I think I get what he might have been meaning by this – it’s an idea that kicks up an early memory. As a child of the 80s, like many others, I suffered the great JAWS trauma of Peter Benchley and Steven Spielberg. Not only did I develop an instant irrational fear of sharks and swimming in general but for the first time in my life I connected to this emotion and fear through music. What Sacks observed and shares with us is an idea of music as an emotional experience steeped in memory and a strong capacity to enable present connection – that we gain access to more through music because of the way it resonates emotionally.

Music seemingly affords us access to additional layers of feeling and of thought. It acts to amplify and make more clear sensory and cognitive data. It is an emotional experience with the capacity to convey a complexity of thoughts and feelings across time. And I would argue that the use of ‘ambient’ sound effects registers in a similar fashion.

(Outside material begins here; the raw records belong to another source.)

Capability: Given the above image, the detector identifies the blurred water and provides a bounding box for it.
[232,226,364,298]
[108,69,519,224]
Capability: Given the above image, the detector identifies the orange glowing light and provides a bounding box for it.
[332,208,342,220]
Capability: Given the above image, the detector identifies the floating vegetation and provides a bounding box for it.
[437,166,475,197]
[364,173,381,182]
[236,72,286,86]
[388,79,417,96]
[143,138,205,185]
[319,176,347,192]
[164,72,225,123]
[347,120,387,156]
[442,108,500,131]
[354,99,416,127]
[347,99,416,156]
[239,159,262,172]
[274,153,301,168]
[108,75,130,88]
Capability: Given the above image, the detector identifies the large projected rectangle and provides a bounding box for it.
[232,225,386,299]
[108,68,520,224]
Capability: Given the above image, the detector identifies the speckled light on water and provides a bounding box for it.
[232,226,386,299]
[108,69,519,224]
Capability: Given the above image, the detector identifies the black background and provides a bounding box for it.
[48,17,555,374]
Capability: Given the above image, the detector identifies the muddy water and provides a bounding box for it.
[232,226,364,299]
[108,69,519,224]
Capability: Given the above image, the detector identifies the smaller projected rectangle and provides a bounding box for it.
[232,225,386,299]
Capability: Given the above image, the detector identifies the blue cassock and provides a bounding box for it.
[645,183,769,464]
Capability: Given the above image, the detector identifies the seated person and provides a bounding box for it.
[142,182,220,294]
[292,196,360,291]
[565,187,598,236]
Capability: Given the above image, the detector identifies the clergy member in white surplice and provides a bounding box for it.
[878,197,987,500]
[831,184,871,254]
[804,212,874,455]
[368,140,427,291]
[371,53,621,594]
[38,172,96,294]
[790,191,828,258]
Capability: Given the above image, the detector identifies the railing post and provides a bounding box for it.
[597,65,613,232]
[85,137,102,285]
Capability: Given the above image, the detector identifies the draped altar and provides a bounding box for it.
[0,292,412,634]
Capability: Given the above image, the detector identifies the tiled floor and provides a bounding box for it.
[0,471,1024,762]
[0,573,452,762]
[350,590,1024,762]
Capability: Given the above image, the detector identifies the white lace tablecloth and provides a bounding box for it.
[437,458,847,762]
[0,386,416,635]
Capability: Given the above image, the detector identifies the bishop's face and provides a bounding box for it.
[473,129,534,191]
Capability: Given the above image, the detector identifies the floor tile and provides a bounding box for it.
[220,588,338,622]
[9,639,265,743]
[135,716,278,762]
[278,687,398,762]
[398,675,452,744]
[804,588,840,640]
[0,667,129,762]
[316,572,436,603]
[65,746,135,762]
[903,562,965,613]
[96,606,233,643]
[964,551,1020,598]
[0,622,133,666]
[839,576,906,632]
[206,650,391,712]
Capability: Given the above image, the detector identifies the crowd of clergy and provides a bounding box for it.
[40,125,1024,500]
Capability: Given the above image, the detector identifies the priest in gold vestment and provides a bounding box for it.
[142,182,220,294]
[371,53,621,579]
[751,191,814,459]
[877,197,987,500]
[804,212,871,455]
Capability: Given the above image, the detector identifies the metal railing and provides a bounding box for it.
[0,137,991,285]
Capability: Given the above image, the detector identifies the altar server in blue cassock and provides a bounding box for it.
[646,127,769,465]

But what does all of this have to do with aBooks? For me it boils down to the notion of an industry ethos. We are in the business of storytelling – quite literally a part of its machine.  It’s not an outrageous statement to also say that storytelling is an emotional experience. Often when people describe why they appreciate a story, the words used are charged and described emotionally – at least if we’ve done our jobs well. Is not our desire to connect more deeply with our audience, the pulse of what drives us forward?

It fascinates me that the data suggests that music has the potential to deepen comprehension, emotionally. It makes sense to me that music naturally positions itself to enhance the storytelling experience. But to be fair, I have drunk the Kool-Aid. Thankfully these aren’t my ideas alone.

So, long story short (and possibly the subject of another blog post), reading the tea leaves and following the trade winds, Booktrack pivoted out of eBooks and into the aBook space carrying with us a healthy dose of empiricism, and the idea of music and its subsequent emotional resonance as a means to connect more meaningfully with readers.  Adding music and sound effects to narration and how that might emotionally charge the experience of listening to an audiobook was suddenly obvious to us. And so, here we are.